# Breeding Success and Thanking the mares! They too are quite important!~



## HGEsquire (Feb 21, 2010)

*Mare celebration continues:*

MARE CELEBRATION CONTINUES:

Pictured is Celebrity Affair (Crafty Friend x Colonial Dame -- Colonial Affair) -- Premium TB Mare Book I, Rated by the German Rheinland Pfalz-Saar International, recipient of USHJA HOTY Breeding Award and 4th in Sally Wheeler/USEF Hunter Nationals. 
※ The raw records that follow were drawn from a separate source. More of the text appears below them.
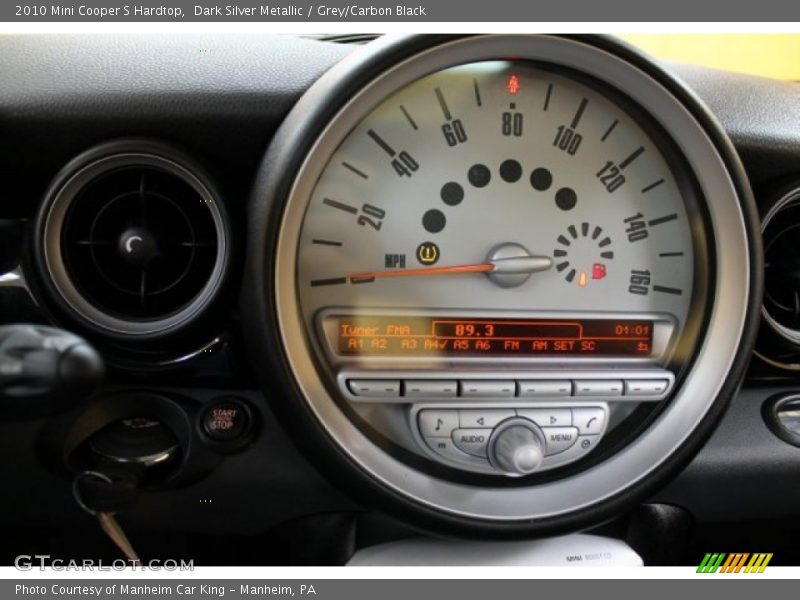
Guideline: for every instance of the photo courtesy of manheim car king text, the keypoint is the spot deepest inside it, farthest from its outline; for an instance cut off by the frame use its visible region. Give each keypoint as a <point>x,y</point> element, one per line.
<point>343,300</point>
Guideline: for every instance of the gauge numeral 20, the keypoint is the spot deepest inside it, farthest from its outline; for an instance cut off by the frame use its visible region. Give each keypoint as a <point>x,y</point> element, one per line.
<point>404,164</point>
<point>639,282</point>
<point>567,140</point>
<point>371,216</point>
<point>611,177</point>
<point>636,227</point>
<point>512,123</point>
<point>454,132</point>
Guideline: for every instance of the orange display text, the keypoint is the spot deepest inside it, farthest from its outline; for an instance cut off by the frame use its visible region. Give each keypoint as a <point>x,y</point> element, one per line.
<point>404,336</point>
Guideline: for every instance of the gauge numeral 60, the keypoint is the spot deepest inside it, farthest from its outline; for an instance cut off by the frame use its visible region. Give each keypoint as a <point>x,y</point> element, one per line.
<point>454,132</point>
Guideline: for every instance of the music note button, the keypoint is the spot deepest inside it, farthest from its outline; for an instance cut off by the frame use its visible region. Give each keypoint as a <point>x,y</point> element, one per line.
<point>437,423</point>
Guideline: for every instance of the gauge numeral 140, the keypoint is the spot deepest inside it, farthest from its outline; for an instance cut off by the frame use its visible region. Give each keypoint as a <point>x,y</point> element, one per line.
<point>636,227</point>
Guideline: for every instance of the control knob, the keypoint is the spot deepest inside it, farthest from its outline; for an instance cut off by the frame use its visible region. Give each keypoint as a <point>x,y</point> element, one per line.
<point>517,447</point>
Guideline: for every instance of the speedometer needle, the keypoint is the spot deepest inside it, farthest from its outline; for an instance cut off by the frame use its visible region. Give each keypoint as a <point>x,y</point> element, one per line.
<point>515,265</point>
Celebrity Affair is the dam of Hy Class Affair, a HG Esquire+ grandson who is sired by Multi National Winner Hy Wynds (whose dam is pictured below). Hy Class Affair is the 2013 East Coast SHIH Half-Arabian/Anglo Arabian Yearling Champion and 2013 Top 10 SHN SHIH Half-Arabian/Anglo Arabian Yearling Gelding.












Denise Gainey


----------



## dbarabians (May 21, 2011)

I like that TB mare. She is well built and classy. I have been shopping for TB mares and have yet to find one that nice. Shalom


----------



## HGEsquire (Feb 21, 2010)

*Yup*



dbarabians said:


> I like that TB mare. She is well built and classy. I have been shopping for TB mares and have yet to find one that nice. Shalom


Yes there really are not too many TB mares this nice. We did have one last year at our place who the owner is now offering for sale (located in Pulaski, VA) however she is not RPSI/WB approved at this time. 

We called this mare Catwoman and her Esquire+ grandson's barn name is Batman :lol:

Denise Gainey


----------



## sheschase (Jan 14, 2010)

A year gone since this conversation, but I was curious if you happened to know where the dam of celebrity affair is? Colonial Dame?


----------